The church was often gifted land in far away places. Gregory sold this land and began purchasing contiguous land in and around Rome. Eventually this totaled around 5,000 square miles (slightly larger than Connecticut). This land was then turned over to the poor to grow crops and raise livestock. This, in time, solved the problem of famine.
With the people well fed, or at least better fed, the plague was reduced. Hunger had weakened many, the young and old especially. This solved two of Gregory’s most pressing concerns. The third was the rampant violence across the land. Traditionally, up until this point in church history, pacifism had reigned. The church did not fight back. Unfortunately, this may well have made Christians an easy target. Gregory grew tired of the Church being a target. For the first time, but certainly not the last time, the Church armed itself. This is controversial. This is new for this time. This is History.
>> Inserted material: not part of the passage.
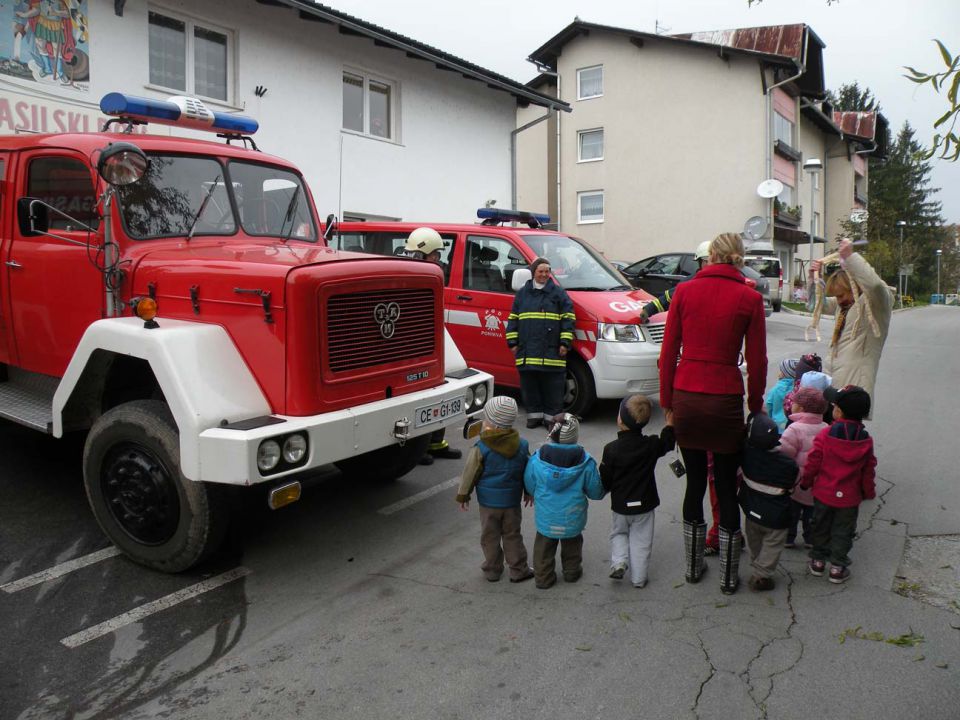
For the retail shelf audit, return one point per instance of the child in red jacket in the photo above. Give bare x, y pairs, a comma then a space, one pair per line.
840, 468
Hiring generals and soldiers, Gregory, or as he soon became known, “The Consul of God”, used his forces to police the countryside and drive off the heretical Lombards who often coordinated attacks against Church property and peoples. It must be noted that eventually Gregory was able to negotiate treaties with the Lombards who, for a time, left the Church in peace. When the danger had passed Gregory disbanded his armed forces, but was always prepared to call them back to service should the need arise. “Peace through strength” may well have been a motto Gregory would have endorsed.
What can we learn from Gregory? You may well never find yourself in charge of a church, located near the Tiber River, wherein the members of that church are inundated by plague and famine, but you are in charge of your life. Let us look again at your lot. You do not, often, get to decide where you go but you do get to decide if you will cooperate with rightful authority or if you will be troublesome. You may not, usually, get to decide what clothes you will wear to school but you can decide if you will comply with the rules or if you will be bothersome and contrary. My point is that you typically have more control over your life than you might suspect.
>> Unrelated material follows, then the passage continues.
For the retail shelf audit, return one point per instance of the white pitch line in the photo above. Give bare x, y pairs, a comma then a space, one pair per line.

You control the grades you make by how often and how well you study. You control how people treat you by making it clear to those that do not treat you well that you will not tolerate such behavior. You control who your friends are by choosing those that help lift you up and moving away from those who you know are bad influences. You control whether or not you are a good person by doing the things you were made to do…Honor the Lord with all your heart and loving your neighbor as yourself. You control the vast majority of your life and you need to begin exercising that control, because in a short time you will be an adult and people will not be as understanding as your parents and teachers. When you are eventually released into the wild, will you be a person who reacts, backpedals, waits, scrambles to catch up? Or will you be a hard charger who advances, plans, works, succeeds and races ahead? Will you be reactive or proactive?
While preparing for this lecture I found a few verses from scripture that caught my eye. The three of these are from the KJV.
- Ecclesiastes 9:10 – Whatsoever thy hand findeth to do , do it with thy might, for there is no work, nor device, nor knowledge, nor wisdom, in the grave, wither thou goest.
Solomon, the author, is warning us very sternly that time is limited. Or as the song goes…there is not time to kill nor time to throw away.
- Romans 14:12 – So then every one of us shall give an account of himself to God.
Paul the Apostle reminds us, quite starkly, that we will be held accountable to what we do with our lives.
- Colossians 3:17 – And whatsoever ye do in word or deed, do all in the name of the Lord Jesus, giving thanks to God and the Father by him.
Again the Apostle Paul urges us to be mindful of our duty to use our talents and abilities for Kingdom work.
Taken together, we are told, quite clearly, that your time here on earth is limited. What will you do with your time? Will you react to the world, or will you make the world react to you?